In-111-Octreotide infusion, via intrahepatic catheterization is well established technique in our
Institution in hepatocellular carcinoma and neuroendocrine tumors treatment. In order to facilitate
repetitive infusions of our patients, a method of implanted ports use, gave a simpler therapeutic way
but also improved therapy results. Our aim is to show that radiopharmaceutical fluid flow through
implanted port is rich; the absorbed dose in the tumor increased for best therapy results.

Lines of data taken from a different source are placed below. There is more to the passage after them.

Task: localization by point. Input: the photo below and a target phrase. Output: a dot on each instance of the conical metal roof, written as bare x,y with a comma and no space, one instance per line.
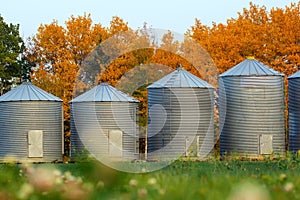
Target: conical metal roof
28,92
251,67
295,75
180,78
104,93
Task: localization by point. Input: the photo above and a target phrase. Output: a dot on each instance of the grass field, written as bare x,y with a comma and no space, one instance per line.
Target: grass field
234,179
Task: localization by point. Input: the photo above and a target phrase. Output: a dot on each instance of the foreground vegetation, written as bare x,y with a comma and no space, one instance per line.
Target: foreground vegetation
228,179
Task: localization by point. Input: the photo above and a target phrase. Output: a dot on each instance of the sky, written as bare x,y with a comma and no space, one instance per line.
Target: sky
175,15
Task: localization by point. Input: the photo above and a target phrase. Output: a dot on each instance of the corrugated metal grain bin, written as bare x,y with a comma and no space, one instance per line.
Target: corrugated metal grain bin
31,125
251,109
104,122
294,112
180,117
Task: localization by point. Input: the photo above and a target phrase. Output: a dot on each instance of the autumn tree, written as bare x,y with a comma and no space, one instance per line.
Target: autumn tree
271,37
11,55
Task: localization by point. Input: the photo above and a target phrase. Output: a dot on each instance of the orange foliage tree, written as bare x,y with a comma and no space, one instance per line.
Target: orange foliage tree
271,37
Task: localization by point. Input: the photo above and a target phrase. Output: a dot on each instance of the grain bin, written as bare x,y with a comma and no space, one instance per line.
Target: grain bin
104,123
180,117
31,125
251,110
294,112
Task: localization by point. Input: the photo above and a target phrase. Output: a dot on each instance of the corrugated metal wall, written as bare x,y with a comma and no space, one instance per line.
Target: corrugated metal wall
294,114
17,118
188,114
251,106
91,122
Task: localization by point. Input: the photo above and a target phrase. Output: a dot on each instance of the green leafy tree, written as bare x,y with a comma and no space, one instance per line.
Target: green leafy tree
11,48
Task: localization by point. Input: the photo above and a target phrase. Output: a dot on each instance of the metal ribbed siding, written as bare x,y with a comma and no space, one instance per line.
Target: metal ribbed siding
91,121
294,113
251,106
18,117
180,106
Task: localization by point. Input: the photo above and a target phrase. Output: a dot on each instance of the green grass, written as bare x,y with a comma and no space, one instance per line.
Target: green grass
235,179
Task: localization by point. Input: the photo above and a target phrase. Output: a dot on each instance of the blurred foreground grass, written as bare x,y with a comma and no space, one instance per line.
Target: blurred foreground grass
234,179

Surgically implanted ports have been used in repetitive intra-arterial In-111 radiolabeled Octreotide
infusions for 22 patients with hepatocellular carcinoma and similarly 18 patients with neuroendocrine
tumors in a continuous base. A percutaneous implantation procedure facilitates safe and less invasive
radiopharmaceutical infusions for the treatment. We have focused on the interventional techniques for
percutaneous implantation of a vascular access device, consisting of an implantable port, to perform
In-111 Octreotide infusions. Hepatic arterial infusion radiotherapy employs a hepatic artery catheter
as a conduit to achieve a high concentration of radiolabeled agent to liver tumors. It is performed
using less-invasive percutaneous image guided procedures. Various techniques were used to ensure
high concentration of radiopharmaceutical in liver tumors, as there are many anatomical hepatic
arterial variations and complicated blood flow patterns. These techniques are composed of arterial
redistribution by embolization, percutaneous catheter placement, evaluation and management of flow
patterns that reflect In-111 Octreotide distribution.
Using fluid flow theory, we describe blood flow alterations that could be performed to obtain selective
radiopharmaceutical distribution to the target area and avoid side effects caused by the accumulation
of the radiolabeled agent into non tumor areas. By steady, laminar and disturbed flow equations, the
rich distribution of our agent in the scintigraphy imaging of the tumor, by the implanted ports
technique, can be explained.
The factors affecting hepatic arterial flow in tumor feeding artery were analyzed. The patency rate of
the hepatic artery was significantly higher in patients with catheter placement using fixed port method
than those undergo fully interventional catheterization. A ratio of 5: 1 to 3: 1 flow increase was
calculated through poiseuille flow and Reynolds number for circular pipe.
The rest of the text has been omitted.